Budget 2021 lays out an expansive jobs and growth plan that seeks to address the unequal impact of the COVID-19 recession on women and build a recovery that gives all women in Canada the opportunity to fully participate in our economy.

The government is making a transformational investment of almost $30 billion to build a Canada-wide early learning and child care system that will make high quality child care affordable for all parents. This will help increase parents’ participation in the workforce, particularly for mothers; create jobs for child care workers, over 95 per cent of whom are women; and give every child in Canada the best start in life.

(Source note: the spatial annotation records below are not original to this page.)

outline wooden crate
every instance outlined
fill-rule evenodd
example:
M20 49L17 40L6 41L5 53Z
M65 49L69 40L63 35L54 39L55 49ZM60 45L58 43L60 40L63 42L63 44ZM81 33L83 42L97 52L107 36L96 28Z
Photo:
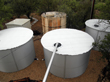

An inclusive recovery is a feminist recovery. Budget 2021 includes support for women across the economy, including women entrepreneurs, women who work in low-wage jobs, women in skilled trades, and women in the financial sector. Budget 2021 is a plan to build a recovery that is inclusive and addresses systemic issues so that Canada’s future economy is stronger and more resilient.

Quotes

“COVID-19 has brutally exposed something women have long known: without child care, parents—usually mothers—can’t work. The closing of our schools and daycares drove women’s participation in the labour force down to its lowest level in more than two decades. Early learning and child care has long been a feminist issue; COVID has shown us that it is an urgent economic issue, too.”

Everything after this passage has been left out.